In some cases, using an API to extract information from an XML document can be cumbersome, either because the conditions for finding the data are too simplistic, or because the API fails to render specific content for the XML document for a particular query. XML query languages, such as XPath 1.0 and upcoming XQuery, provide a rich mechanism for extracting information from the XML information set.

The following example shows how to use XPath to get items the first compact-disc artist name and title in an element.

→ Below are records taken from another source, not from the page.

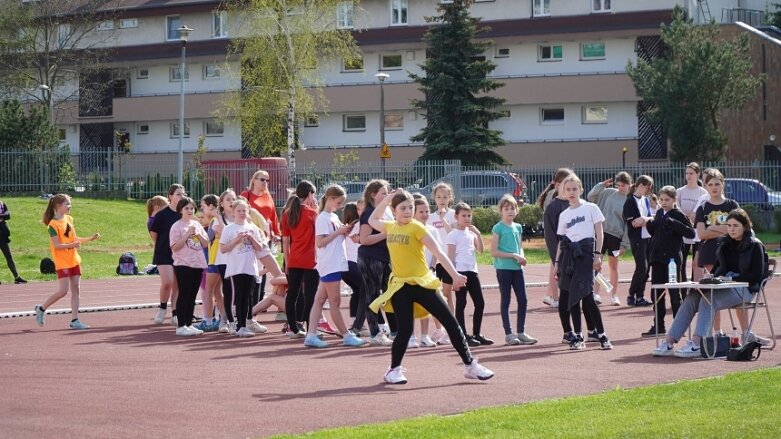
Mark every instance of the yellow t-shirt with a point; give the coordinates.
(63, 229)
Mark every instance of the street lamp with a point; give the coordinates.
(382, 77)
(184, 32)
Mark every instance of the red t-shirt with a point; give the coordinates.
(302, 239)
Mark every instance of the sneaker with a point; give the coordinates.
(244, 332)
(525, 338)
(483, 340)
(40, 315)
(652, 332)
(689, 351)
(351, 340)
(77, 324)
(380, 340)
(478, 371)
(311, 341)
(427, 342)
(395, 376)
(663, 350)
(511, 340)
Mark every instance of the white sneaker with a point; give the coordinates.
(477, 371)
(159, 316)
(395, 376)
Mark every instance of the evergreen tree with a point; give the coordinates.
(458, 104)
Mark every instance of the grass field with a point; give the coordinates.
(738, 405)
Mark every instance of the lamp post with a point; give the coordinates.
(184, 32)
(382, 77)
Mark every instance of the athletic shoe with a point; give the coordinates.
(478, 371)
(689, 351)
(652, 332)
(351, 340)
(511, 340)
(525, 338)
(244, 332)
(77, 324)
(483, 340)
(311, 341)
(40, 315)
(159, 316)
(427, 342)
(395, 376)
(663, 350)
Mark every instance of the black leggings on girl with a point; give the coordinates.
(433, 302)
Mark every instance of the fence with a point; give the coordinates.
(143, 175)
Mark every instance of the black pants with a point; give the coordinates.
(403, 302)
(189, 280)
(301, 288)
(640, 276)
(242, 291)
(475, 291)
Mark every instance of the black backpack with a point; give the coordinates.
(127, 265)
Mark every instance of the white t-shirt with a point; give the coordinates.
(331, 258)
(464, 240)
(577, 223)
(241, 259)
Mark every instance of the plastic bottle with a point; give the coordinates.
(672, 272)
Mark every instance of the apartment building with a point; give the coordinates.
(568, 98)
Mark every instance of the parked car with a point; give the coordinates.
(748, 191)
(481, 188)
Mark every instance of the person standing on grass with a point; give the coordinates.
(611, 203)
(64, 245)
(160, 232)
(188, 239)
(509, 260)
(5, 239)
(463, 244)
(413, 288)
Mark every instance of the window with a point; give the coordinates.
(354, 122)
(211, 71)
(175, 73)
(590, 51)
(212, 128)
(540, 8)
(398, 12)
(600, 5)
(219, 24)
(394, 121)
(552, 116)
(549, 52)
(175, 129)
(352, 65)
(594, 114)
(390, 61)
(344, 15)
(173, 22)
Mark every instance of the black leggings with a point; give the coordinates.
(301, 288)
(433, 302)
(189, 280)
(242, 290)
(476, 293)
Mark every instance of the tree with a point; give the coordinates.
(281, 50)
(457, 104)
(700, 75)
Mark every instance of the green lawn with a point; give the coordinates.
(738, 405)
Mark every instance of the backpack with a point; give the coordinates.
(47, 266)
(127, 264)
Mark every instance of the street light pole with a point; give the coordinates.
(184, 32)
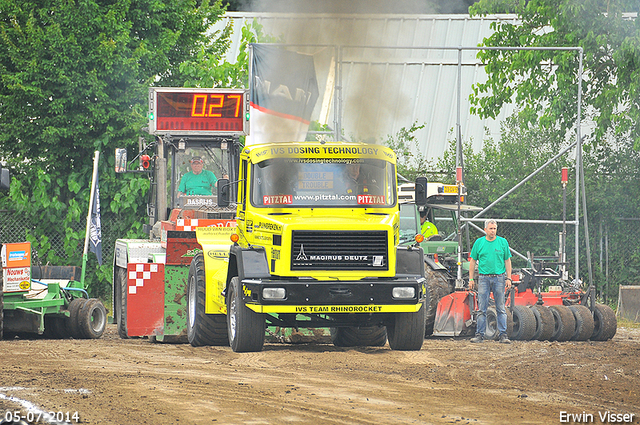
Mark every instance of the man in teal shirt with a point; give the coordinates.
(197, 181)
(493, 258)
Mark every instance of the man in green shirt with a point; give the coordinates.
(197, 181)
(492, 256)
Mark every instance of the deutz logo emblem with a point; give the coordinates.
(301, 255)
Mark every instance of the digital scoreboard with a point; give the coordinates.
(189, 111)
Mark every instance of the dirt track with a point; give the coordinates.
(114, 381)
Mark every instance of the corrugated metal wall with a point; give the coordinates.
(385, 89)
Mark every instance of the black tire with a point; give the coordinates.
(545, 322)
(491, 331)
(73, 322)
(246, 328)
(584, 322)
(524, 323)
(120, 301)
(202, 328)
(353, 336)
(605, 323)
(406, 330)
(92, 319)
(565, 323)
(437, 287)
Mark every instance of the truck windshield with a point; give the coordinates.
(296, 182)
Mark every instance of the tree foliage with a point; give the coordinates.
(74, 78)
(543, 83)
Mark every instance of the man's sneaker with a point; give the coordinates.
(477, 338)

Using System; Using System.Xml.XPath; public class test{public  static void Main (string[] args) {        XPathDocument doc   = new XPathDocument ("Test.xml" );     XPathNavigator nav  = doc. CreateNavigator ();     XPathNodeIterator iterator = nav. Select ("/items/compact-disc[1]
/artist | /items/compact-disc[1]/title "); Iterator. MoveNext (); Console.WriteLine ("Artist={0}", iterator. current); Iterator. MoveNext (); Console.WriteLine ("Title={0}", iterator. current); }

XML transformations

Users often need to convert XML documents from one glossary to another. This is sometimes done to render the document in a format that is easy to print or in a Web browser, and sometimes it may be necessary to convert a document received from an external entity to a more familiar format.

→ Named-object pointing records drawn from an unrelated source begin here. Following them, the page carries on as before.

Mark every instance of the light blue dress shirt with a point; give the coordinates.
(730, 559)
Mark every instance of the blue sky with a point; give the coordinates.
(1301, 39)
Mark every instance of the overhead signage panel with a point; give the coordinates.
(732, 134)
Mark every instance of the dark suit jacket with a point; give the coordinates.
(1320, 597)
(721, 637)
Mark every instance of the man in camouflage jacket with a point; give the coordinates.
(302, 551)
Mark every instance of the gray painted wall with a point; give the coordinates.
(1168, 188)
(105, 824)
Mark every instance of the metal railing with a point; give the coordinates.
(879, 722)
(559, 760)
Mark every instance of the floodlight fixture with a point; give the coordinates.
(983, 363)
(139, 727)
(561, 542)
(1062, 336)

XSLT is an excellent XML conversion language. The transformations described in XSLT illustrate the rules for converting a source tree to a result tree. Transformations are done through association patterns and templates. A pattern is an XPath expression that can be treated as a regular expression that matches the part of the XML source tree, relative to the matching part of the string. Pattern matches the elements in the source tree. After a successful match, the template becomes an example of the section that creates the result tree. When you build a result tree, you can filter and reorder elements in the source tree, and you can add arbitrary structures.

The following XSLT style sheet items Converts an element to an XHTML Web page that contains the disc information table.

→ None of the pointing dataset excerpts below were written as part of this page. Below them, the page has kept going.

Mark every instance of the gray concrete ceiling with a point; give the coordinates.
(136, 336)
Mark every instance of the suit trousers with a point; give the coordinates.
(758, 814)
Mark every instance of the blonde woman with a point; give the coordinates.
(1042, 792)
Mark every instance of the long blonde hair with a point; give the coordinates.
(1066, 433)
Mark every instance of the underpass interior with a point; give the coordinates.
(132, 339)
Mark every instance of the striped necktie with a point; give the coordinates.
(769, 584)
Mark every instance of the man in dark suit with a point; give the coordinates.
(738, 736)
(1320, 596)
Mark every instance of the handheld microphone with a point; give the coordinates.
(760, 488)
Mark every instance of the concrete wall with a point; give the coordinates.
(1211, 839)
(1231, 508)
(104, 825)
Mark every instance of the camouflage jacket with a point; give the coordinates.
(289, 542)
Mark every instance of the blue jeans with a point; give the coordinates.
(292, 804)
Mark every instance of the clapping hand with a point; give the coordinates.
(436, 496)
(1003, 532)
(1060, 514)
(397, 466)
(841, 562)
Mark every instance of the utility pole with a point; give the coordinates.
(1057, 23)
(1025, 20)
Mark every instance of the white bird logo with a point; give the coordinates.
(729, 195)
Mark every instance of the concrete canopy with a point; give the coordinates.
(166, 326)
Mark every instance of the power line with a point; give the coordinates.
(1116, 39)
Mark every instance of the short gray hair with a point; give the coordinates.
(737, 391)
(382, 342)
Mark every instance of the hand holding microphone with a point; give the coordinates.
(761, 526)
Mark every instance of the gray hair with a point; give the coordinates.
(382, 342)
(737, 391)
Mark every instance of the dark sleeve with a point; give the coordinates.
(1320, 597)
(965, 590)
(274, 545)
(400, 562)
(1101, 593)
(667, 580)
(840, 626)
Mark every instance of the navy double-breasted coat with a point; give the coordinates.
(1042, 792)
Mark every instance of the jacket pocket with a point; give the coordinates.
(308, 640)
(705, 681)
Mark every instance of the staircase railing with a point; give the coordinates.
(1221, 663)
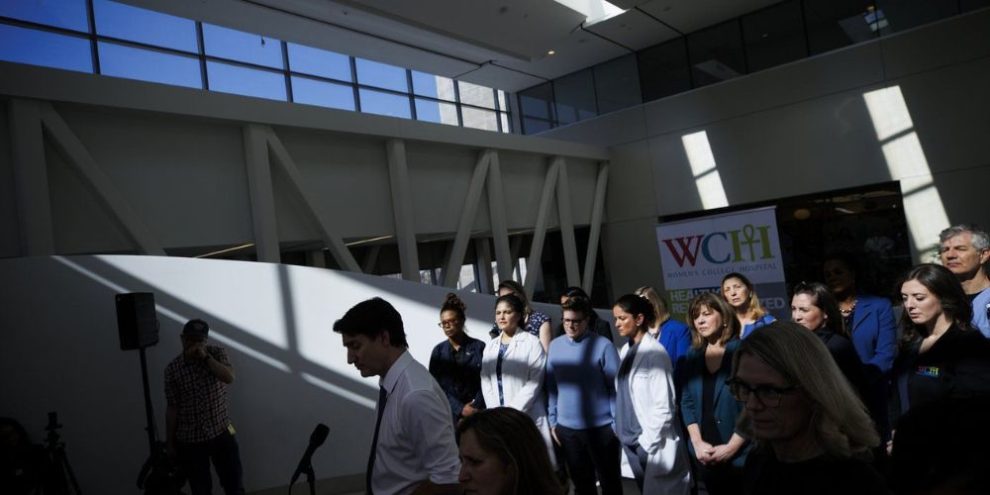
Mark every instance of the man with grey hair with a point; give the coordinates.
(965, 251)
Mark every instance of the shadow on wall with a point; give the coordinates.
(62, 353)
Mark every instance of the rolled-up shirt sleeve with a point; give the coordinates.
(432, 431)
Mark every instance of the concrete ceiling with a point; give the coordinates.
(496, 43)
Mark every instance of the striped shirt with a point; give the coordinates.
(199, 397)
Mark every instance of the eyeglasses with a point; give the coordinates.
(767, 395)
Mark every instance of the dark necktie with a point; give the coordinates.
(382, 397)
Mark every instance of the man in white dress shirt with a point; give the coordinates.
(413, 448)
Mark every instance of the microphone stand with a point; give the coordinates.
(310, 477)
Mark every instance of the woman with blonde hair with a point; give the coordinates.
(513, 367)
(456, 362)
(707, 407)
(673, 335)
(502, 454)
(740, 293)
(811, 431)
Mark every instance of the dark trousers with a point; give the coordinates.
(637, 463)
(591, 451)
(195, 460)
(721, 479)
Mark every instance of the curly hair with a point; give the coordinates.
(730, 324)
(754, 307)
(454, 303)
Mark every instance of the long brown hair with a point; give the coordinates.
(512, 436)
(730, 324)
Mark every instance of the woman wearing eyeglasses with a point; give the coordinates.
(812, 433)
(707, 407)
(456, 362)
(646, 405)
(513, 366)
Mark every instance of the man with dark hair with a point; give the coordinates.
(198, 429)
(413, 448)
(580, 380)
(596, 324)
(965, 252)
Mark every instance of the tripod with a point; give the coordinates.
(64, 479)
(157, 477)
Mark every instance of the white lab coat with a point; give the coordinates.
(651, 388)
(522, 380)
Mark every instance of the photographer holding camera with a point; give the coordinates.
(198, 427)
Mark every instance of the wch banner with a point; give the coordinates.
(697, 253)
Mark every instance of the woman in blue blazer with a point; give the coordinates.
(873, 331)
(707, 407)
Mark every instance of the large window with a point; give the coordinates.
(122, 40)
(774, 36)
(785, 31)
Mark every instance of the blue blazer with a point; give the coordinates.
(675, 337)
(726, 408)
(874, 333)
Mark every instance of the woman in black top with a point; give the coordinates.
(814, 308)
(812, 434)
(456, 362)
(942, 356)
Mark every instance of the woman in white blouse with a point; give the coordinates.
(512, 367)
(646, 405)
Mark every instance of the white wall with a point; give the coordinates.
(177, 158)
(805, 127)
(61, 353)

<xsl:stylesheet xmlns:xsl= "Http://www.w3.org/1999/XSL/Transform" version= "1.0"
xmlns= "http://www.w3.org/1999/xhtml" ><xsl:output method= "xml" indent= "Yes" doctype-system=
Http://www.w3.org/TR/xhtml1/DTD/xhtml1-transitional.dtd "doctype-public="-//W3C//DTD XHTML 1.0 transitional//en "/&" Gt <xsl:template match= "/" > <html lang= "en" xml:lang= "en" > <head> <title>order informatio n-ord123456</title> </head> <body> <table border= "1" > <tr><th>a rtist</th><th>title</th><th>price</th></tr> <xsl:for-each select= "items/ Compact-disc "> <tr> <td><xsl:value-of xmlns=" "select=" artist "/></td>" ; td><xsl:value-of xmlns= "" select= "title"/></td> <td><xsl:value-of xmlns= "" select= "price" /></td> </tr> </xsl:for-each> </table> </body> </html > </xsl:template></xsl:stylesheet>

The XHTML document is generated by the style sheet shown below:

"Http://www.w3.org/TR/xhtml1/DTD/xhtml1-transitional.dtd" ><html lang= "en" xml:lang= "en" xmlns= "http:// Www.w3.org/1999/xhtml "> <head> <title>order information-ord123456</title> < /head> <body> <table border= "1" > <tr> <th>Artist</th> < th>title</th> <th>Price</th> </tr> <tr> <td>Nelly< /TD> <td>Nellyville</td> <td>16.95</td> </tr> <tr> <td>baby d</td> <td>lil chopper toy</td> <td>17.55</td> </tr> </table> </body></html>

It is shown in the Web browser as follows.

Artist Title
Nelly Nellyville 16.95
Baby D Lil Chopper Toy 17.55


XML is not only a text format for describing documents, but also a mechanism for describing structured and semi-structured data, providing a range of techniques needed to handle this type of data. Powerful extraction capabilities such as the XML information set will help us use XML technology to better handle non text data, such as file systems, Windows® registries, relational databases, and even programming language objects. XML gives us another step towards universal data access.